During the teaching of your programs and workshops, you are not required to quote Ricci-Jane or reference the Institute for Intuitive Intelligence® if the program is more than 10% of the curriculum of the Teacher Certification. You are simply required to ensure students know the origin of the material in their decision to enrol, and at the beginning of the program.

If you are sharing the practices or theory for promotional purposes including lead magnets, webinars, online meditations, interviews, articles, blogs, social media posts of all kinds, multi-author books, and anything else of this nature, then you must identify the Institute for Intuitive Intelligence® as the originator of the work.

The theory and praxis of Intuitive Intelligence® that you are trained in as a Certified Teacher, is original content, even when we reference other’s work. That is because we are bringing together existing knowledge in a new way. For example, teaching intuition development through the Hermetic Laws is an example of the original use of existing material. Some students have previously tried to claim that as both intuition and Hermetic Laws existed prior to the Institute’s training, then there is no need to identify Ricci-Jane Adams or the Institute as the originator of this work.
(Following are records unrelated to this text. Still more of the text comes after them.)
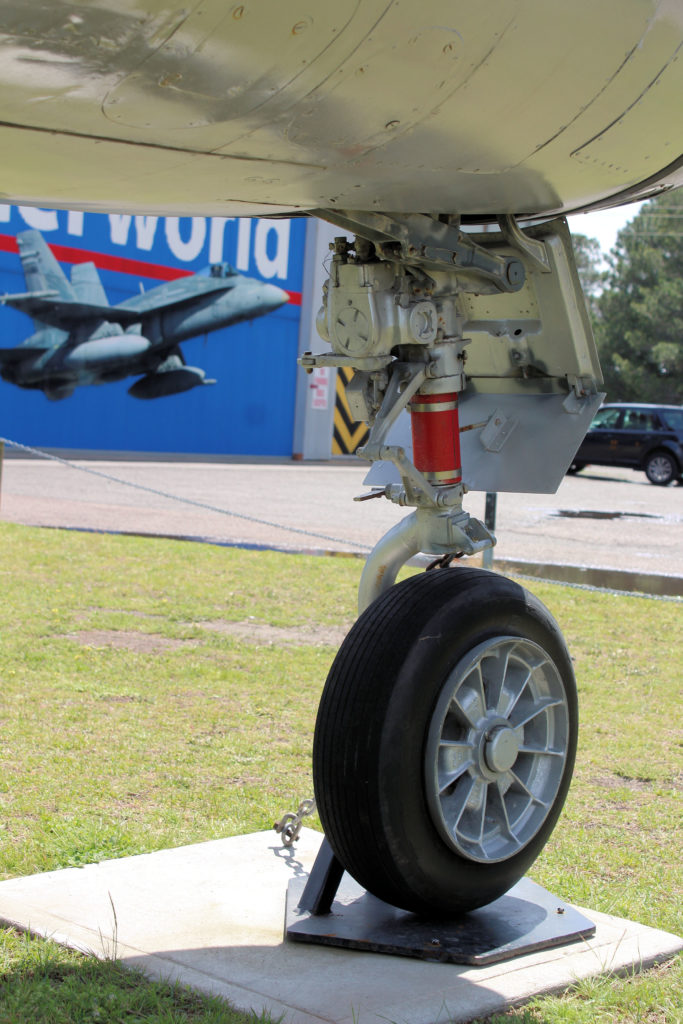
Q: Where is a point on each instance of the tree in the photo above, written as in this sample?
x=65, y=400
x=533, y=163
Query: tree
x=638, y=317
x=589, y=258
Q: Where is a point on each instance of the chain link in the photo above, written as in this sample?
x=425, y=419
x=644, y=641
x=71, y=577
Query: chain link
x=290, y=824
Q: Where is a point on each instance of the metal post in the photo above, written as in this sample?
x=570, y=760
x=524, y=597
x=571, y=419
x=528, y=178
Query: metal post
x=489, y=522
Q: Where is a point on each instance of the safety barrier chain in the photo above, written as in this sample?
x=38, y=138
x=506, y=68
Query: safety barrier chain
x=185, y=501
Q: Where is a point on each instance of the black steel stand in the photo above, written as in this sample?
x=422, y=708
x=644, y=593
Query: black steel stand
x=330, y=908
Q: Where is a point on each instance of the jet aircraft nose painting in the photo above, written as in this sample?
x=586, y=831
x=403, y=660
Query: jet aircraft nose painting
x=83, y=340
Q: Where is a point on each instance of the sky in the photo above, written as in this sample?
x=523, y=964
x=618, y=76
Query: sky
x=603, y=224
Originality in research can be defined in any of the following ways:

  • Setting down a major piece of new information in writing for the first time.
  • Continuing a previously original piece of work.
  • Providing a single original technique, observation or result in an otherwise unoriginal but competent piece of research.
  • Showing originality in testing somebody else’s idea/theory.
  • Carrying out empirical work that hasn’t been done before.
  • Making a synthesis of things that haven’t been put together before.
  • Using already known material but with a new interpretation.
  • Trying out something in this country that has previously been done only elsewhere.
  • Taking a particular technique and applying it in a new area.
  • Bringing new evidence to bear on an old issue.
  • Being cross-disciplinary and using different methodologies.
  • Looking at areas not previously explored in a particular discipline.
  • Adding to knowledge in a way that has not be done before.(Phillips and Pugh 2010).

On this basis, the originality of the theory and praxis is established, and deidentified use of the individual component parts of the training would be a breach of copyright.

We encourage you to use the logos developed specifically for you as a Certified Teacher in the promotion of your training. You must include the logo most relevant to you in your student resources.